Der Sommer hat Deutschland fest im Griff – und nun könnte es noch extremer werden: Am Wochenende drohen Temperaturen, die sämtliche bisherigen Hitzerekorde übertreffen könnten. Meteorologen halten örtlich sogar Werte von bis zu 44 Grad für möglich. Experten schlagen Alarm und warnen eindringlich vor den gesundheitlichen Gefahren. Fest steht zudem: Die Rekordhitze soll mit einem gewaltigen Wetterumschwung enden.
Nach einem langen und kalten Winter zeigt sich der Sommer derzeit von seiner extremen Seite. Die Temperaturen steigen Tag für Tag weiter an. Ihren Höhepunkt soll die Hitzewelle am Wochenende erreichen. Nach Einschätzung von Meteorologen könnten dann regional sogar bis zu 44 Grad gemessen werden. Damit würde der bisherige Hitzerekord in Deutschland deutlich übertroffen.
„Bleibt zu Hause, das ist eine Notlage“
Experten warnen angesichts der prognostizierten Temperaturen vor erheblichen Risiken. „Bleibt zu Hause, das ist eine Notlage“, sagt Meteorologe Karsten Brandt in der „Bild“-Zeitung. Der Wetterexperte sieht insbesondere ältere und gesundheitlich angeschlagene Menschen in Gefahr. „Vor allem ältere und schwache Menschen sind jetzt gefährdet, könnten dehydrieren“, sagt er. Von der Politik fordert er notfalls sogar den Einsatz der Bundeswehr, um die Bevölkerung zu schützen.

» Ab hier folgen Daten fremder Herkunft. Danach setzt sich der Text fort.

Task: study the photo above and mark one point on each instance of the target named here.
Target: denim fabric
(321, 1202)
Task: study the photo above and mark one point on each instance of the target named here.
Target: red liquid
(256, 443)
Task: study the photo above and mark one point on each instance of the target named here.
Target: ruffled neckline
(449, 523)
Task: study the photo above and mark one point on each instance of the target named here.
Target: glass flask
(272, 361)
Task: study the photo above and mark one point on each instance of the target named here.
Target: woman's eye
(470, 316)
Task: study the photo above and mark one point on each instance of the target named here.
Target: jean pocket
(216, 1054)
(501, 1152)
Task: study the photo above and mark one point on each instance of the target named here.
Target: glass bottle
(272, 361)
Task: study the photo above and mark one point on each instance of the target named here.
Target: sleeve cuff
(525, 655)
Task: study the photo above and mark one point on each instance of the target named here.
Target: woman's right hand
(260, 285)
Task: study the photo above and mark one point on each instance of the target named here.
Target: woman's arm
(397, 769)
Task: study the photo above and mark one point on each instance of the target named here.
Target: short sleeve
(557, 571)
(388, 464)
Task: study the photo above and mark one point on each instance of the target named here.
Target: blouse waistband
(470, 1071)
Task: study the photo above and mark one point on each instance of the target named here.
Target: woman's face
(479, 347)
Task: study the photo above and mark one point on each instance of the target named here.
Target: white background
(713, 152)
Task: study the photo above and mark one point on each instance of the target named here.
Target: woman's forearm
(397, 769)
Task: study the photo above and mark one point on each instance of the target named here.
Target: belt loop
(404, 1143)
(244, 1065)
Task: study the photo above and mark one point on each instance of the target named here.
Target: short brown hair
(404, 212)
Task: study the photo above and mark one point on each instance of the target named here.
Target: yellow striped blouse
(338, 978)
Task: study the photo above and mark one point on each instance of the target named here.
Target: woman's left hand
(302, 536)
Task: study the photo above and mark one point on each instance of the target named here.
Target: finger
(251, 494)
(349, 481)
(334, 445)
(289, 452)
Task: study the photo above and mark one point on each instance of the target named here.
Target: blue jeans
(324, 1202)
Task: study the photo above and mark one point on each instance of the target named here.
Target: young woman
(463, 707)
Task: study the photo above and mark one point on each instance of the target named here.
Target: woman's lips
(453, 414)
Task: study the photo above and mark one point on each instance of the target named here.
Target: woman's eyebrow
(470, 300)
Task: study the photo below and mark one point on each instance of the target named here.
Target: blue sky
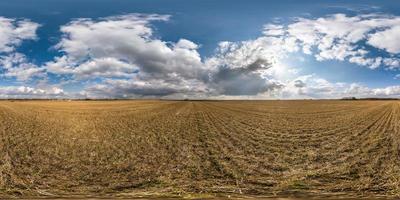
(198, 27)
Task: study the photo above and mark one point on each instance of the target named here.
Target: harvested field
(172, 148)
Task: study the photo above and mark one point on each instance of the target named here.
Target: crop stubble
(177, 147)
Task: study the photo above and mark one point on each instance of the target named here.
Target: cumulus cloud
(341, 37)
(11, 92)
(13, 64)
(13, 32)
(121, 57)
(129, 51)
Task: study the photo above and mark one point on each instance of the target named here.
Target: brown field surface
(199, 148)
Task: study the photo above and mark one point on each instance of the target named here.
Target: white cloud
(128, 51)
(388, 39)
(12, 33)
(341, 37)
(30, 92)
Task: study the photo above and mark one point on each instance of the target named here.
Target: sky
(199, 49)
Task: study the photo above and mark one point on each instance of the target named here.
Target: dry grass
(122, 148)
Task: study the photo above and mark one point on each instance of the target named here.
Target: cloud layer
(121, 57)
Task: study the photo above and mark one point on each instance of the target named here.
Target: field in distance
(199, 148)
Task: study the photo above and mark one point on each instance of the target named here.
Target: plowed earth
(178, 148)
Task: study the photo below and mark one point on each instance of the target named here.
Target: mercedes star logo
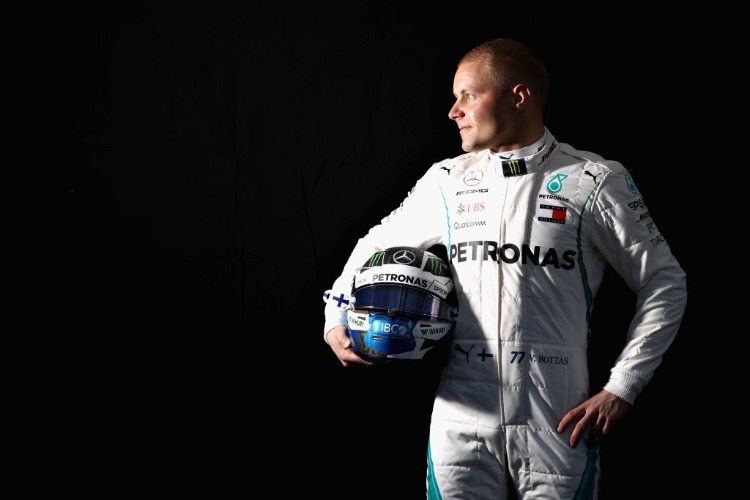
(404, 257)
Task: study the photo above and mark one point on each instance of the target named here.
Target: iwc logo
(473, 178)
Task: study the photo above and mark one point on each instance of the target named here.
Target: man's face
(483, 117)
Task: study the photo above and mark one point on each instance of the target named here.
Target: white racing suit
(529, 239)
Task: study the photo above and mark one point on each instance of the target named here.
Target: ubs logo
(473, 178)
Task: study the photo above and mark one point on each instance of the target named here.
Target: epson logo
(510, 254)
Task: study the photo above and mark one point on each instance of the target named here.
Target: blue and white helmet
(404, 305)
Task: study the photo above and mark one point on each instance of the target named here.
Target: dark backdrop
(226, 159)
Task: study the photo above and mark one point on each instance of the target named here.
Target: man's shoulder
(588, 159)
(460, 160)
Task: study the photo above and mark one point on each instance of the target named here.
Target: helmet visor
(403, 299)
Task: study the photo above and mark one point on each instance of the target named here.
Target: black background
(226, 159)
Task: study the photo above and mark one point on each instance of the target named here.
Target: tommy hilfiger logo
(514, 167)
(552, 213)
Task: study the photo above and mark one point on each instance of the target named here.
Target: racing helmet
(404, 305)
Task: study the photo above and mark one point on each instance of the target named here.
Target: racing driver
(530, 225)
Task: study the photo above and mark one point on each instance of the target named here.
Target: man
(530, 226)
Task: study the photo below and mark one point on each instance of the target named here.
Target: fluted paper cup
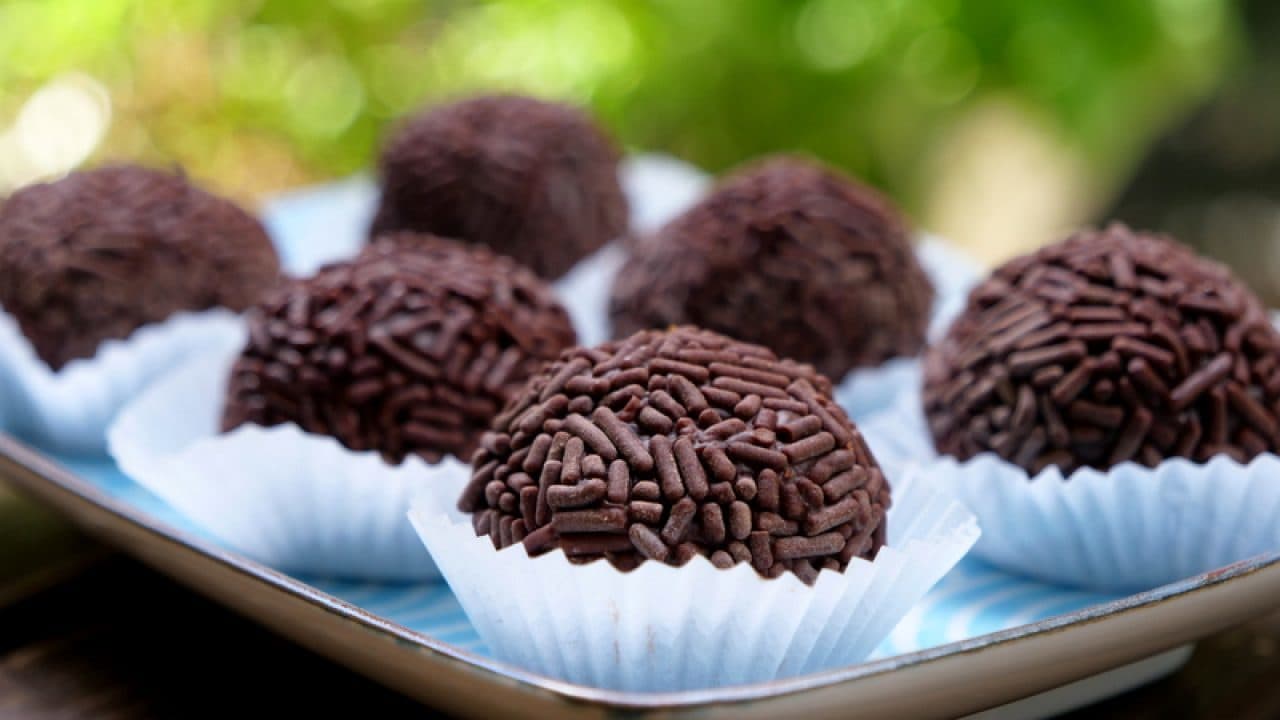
(1125, 529)
(661, 628)
(295, 501)
(68, 410)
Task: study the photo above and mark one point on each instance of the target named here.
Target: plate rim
(35, 468)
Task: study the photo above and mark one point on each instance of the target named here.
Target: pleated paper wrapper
(298, 502)
(68, 411)
(661, 628)
(1127, 529)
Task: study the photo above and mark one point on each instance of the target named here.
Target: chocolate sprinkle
(731, 486)
(411, 349)
(99, 254)
(790, 255)
(536, 181)
(1106, 347)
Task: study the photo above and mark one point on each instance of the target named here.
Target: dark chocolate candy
(673, 443)
(411, 349)
(1105, 347)
(536, 181)
(790, 255)
(99, 254)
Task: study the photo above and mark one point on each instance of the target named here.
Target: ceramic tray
(414, 638)
(979, 639)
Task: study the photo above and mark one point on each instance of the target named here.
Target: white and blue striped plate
(973, 600)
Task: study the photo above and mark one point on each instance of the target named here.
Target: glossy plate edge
(946, 680)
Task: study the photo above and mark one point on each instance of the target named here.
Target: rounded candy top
(533, 180)
(673, 443)
(101, 253)
(1105, 347)
(411, 349)
(790, 255)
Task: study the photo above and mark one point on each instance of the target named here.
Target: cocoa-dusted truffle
(790, 255)
(673, 443)
(1105, 347)
(411, 349)
(533, 180)
(101, 253)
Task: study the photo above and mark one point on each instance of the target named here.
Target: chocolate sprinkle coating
(99, 254)
(787, 254)
(411, 349)
(533, 180)
(1105, 347)
(673, 443)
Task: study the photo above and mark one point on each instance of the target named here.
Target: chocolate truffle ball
(790, 255)
(101, 253)
(536, 181)
(1105, 347)
(411, 349)
(673, 443)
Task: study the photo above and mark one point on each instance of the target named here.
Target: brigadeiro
(99, 254)
(1109, 346)
(787, 254)
(675, 443)
(533, 180)
(410, 349)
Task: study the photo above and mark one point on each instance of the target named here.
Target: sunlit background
(997, 123)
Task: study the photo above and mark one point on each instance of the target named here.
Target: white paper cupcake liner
(295, 501)
(68, 411)
(1127, 529)
(661, 628)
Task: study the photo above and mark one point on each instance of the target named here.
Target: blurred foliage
(263, 94)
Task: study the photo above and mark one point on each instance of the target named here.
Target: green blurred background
(999, 123)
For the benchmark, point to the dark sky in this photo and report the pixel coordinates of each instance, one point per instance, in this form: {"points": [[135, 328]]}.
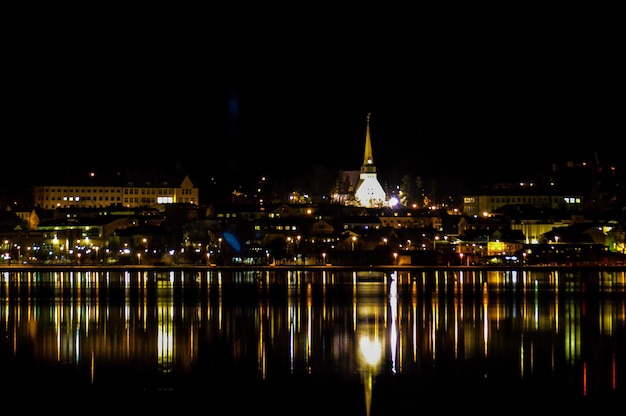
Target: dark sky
{"points": [[459, 102]]}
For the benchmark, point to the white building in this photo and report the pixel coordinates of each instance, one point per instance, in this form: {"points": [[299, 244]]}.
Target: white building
{"points": [[368, 191]]}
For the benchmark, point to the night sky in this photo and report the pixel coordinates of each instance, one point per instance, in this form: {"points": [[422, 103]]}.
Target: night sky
{"points": [[454, 103]]}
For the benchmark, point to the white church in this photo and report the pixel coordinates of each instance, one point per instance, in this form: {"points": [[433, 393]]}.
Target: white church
{"points": [[361, 188]]}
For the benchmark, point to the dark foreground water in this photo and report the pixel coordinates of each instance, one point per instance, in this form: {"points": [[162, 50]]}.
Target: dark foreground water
{"points": [[321, 342]]}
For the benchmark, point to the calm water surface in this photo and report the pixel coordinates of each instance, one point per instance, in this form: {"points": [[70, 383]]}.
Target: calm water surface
{"points": [[315, 342]]}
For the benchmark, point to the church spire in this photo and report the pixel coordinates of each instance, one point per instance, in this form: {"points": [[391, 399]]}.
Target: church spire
{"points": [[368, 159]]}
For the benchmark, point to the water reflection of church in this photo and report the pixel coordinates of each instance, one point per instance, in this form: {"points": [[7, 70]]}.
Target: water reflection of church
{"points": [[361, 187]]}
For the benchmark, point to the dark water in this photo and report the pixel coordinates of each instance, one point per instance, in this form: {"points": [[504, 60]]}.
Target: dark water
{"points": [[314, 342]]}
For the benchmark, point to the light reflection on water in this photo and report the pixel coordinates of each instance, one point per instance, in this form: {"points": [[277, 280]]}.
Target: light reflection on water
{"points": [[355, 342]]}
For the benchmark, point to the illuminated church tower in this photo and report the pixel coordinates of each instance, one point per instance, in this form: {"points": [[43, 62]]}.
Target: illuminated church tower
{"points": [[368, 191]]}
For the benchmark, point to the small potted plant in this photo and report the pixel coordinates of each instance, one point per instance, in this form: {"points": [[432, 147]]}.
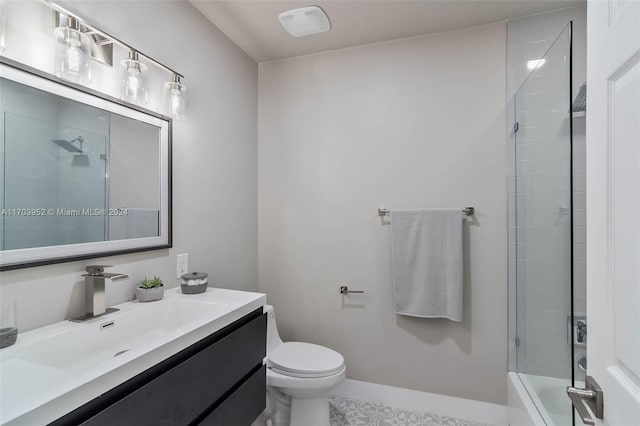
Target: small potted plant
{"points": [[149, 290]]}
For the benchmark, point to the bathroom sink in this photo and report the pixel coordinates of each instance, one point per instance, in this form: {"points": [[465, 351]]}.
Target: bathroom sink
{"points": [[56, 368]]}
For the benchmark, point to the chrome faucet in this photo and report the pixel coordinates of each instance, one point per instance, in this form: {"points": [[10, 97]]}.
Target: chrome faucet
{"points": [[96, 301]]}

„Werte bis zu 44 Grad in Deutschland hat es noch nie gegeben“
Vor allem am Sonntag könnte es vielerorts brenzlig werden. In Berlin und Brandenburg sind laut Prognosen örtlich bis zu 44 Grad möglich. Auch in Magdeburg, Frankfurt (Oder) und im Raum Cottbus werden außergewöhnlich hohe Temperaturen nicht ausgeschlossen. Karsten Brandt sagt: „Als ich am Donnerstag die Prognose des deutschen Wettermodells ICON für den kommenden Sonntag sah, war ich sprachlos. Werte bis zu 44 Grad in Deutschland hat es noch nie gegeben.“ Der Meteorologe warnt eindringlich davor, das Haus zu verlassen: „Leute, bleibt möglichst zu Hause. Draußen ist es zu gefährlich.“
Der bisherige Hitzerekord in Deutschland liegt bei 41,2 Grad. Dieser Wert wurde im Jahr 2019 in Duisburg und Tönisvorst gemessen. Der Wetterexperte spricht von einer „thermischen Unwetterlage“. Gemeint ist damit eine flächendeckende und lang anhaltende Hitzewelle mit außergewöhnlich hohen Temperaturen. Auch das Bundesamt für Strahlenschutz warnt vor den Gefahren der intensiven Sonneneinstrahlung.
Nach der Hitzewelle drohen extreme Unwetter
Doch die Hitzewelle soll nicht ruhig ausklingen. Stattdessen droht am Sonntag eine massive Unwetterlage. Vor allem ab dem Nachmittag können heftige Gewitter mit Sturmböen, Hagel und Starkregen über Teile Deutschlands ziehen. Die Unwetter sorgen anschließend für eine spürbare Abkühlung: Am Montag werden vielerorts „nur“ noch Temperaturen um die 27 Grad erwartet.